Q03Should I be worried about my AI assistant knowing too much about me?
Yes, in proportion to how much you give it. The practical hedge is to be selective about which integrations you turn on. Calendar and notes are low-risk; full email access is medium-risk; location and biometric data are high-risk. The convergence doesn't force you to share everything at once; you can opt in over time as the products earn trust.
Q04Is this just a rebranding of "chatbot" or something genuinely new?
Genuinely new in one respect: the persistence of context. A chatbot forgets you between sessions; a true assistant doesn't. That changes what kinds of questions are worth asking (long-running ones, ones that depend on what you said last month) and changes the user's relationship with the tool from "transactional" to "continuous". That shift is the substantive difference.

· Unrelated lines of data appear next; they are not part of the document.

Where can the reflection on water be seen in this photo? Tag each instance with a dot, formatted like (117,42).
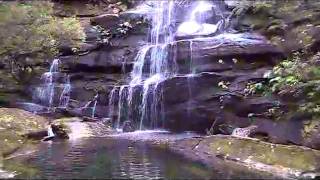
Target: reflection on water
(108,158)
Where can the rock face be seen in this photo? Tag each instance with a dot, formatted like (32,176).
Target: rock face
(283,161)
(213,74)
(15,124)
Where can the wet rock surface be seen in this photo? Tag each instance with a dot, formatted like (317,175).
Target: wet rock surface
(283,161)
(15,126)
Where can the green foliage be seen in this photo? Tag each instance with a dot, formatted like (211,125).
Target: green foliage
(295,77)
(30,34)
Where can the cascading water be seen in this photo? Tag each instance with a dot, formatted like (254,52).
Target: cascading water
(65,95)
(155,55)
(141,100)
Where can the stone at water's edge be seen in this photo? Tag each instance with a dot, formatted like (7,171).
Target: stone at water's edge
(14,124)
(282,160)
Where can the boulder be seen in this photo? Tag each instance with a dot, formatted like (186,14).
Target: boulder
(15,125)
(280,160)
(107,21)
(128,126)
(225,52)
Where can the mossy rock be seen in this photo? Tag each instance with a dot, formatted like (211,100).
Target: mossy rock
(14,123)
(292,158)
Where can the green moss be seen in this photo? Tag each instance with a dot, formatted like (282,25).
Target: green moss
(276,155)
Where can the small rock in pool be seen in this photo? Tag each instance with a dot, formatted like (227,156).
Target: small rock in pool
(128,126)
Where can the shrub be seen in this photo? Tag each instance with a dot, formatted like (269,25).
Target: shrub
(30,34)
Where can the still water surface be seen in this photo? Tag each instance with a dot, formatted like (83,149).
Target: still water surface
(112,158)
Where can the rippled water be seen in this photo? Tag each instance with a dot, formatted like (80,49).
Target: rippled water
(111,158)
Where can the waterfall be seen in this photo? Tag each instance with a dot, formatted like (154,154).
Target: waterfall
(65,95)
(150,68)
(141,100)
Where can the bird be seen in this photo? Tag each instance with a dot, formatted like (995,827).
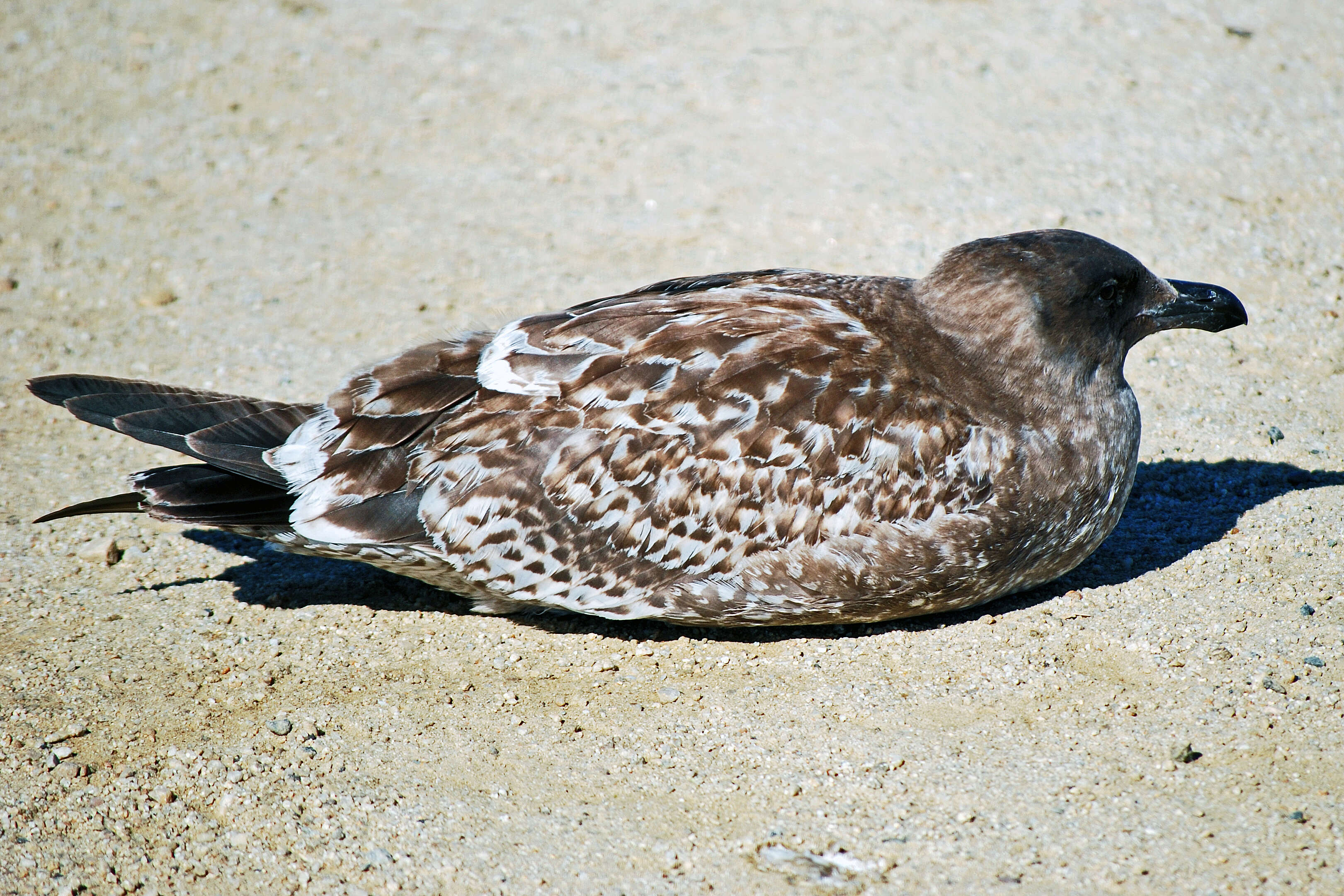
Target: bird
(760,448)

Q05What's the easiest first step if I want to try this?
Turn on persistent memory in ChatGPT or Claude (both offer it) and use that assistant for two weeks for everything you'd normally Google or ask a colleague. Notice when the assistant remembering past context actually helped, when it got in the way, and what it didn't have access to that it should have. The exercise will tell you more in two weeks than a year of speculation.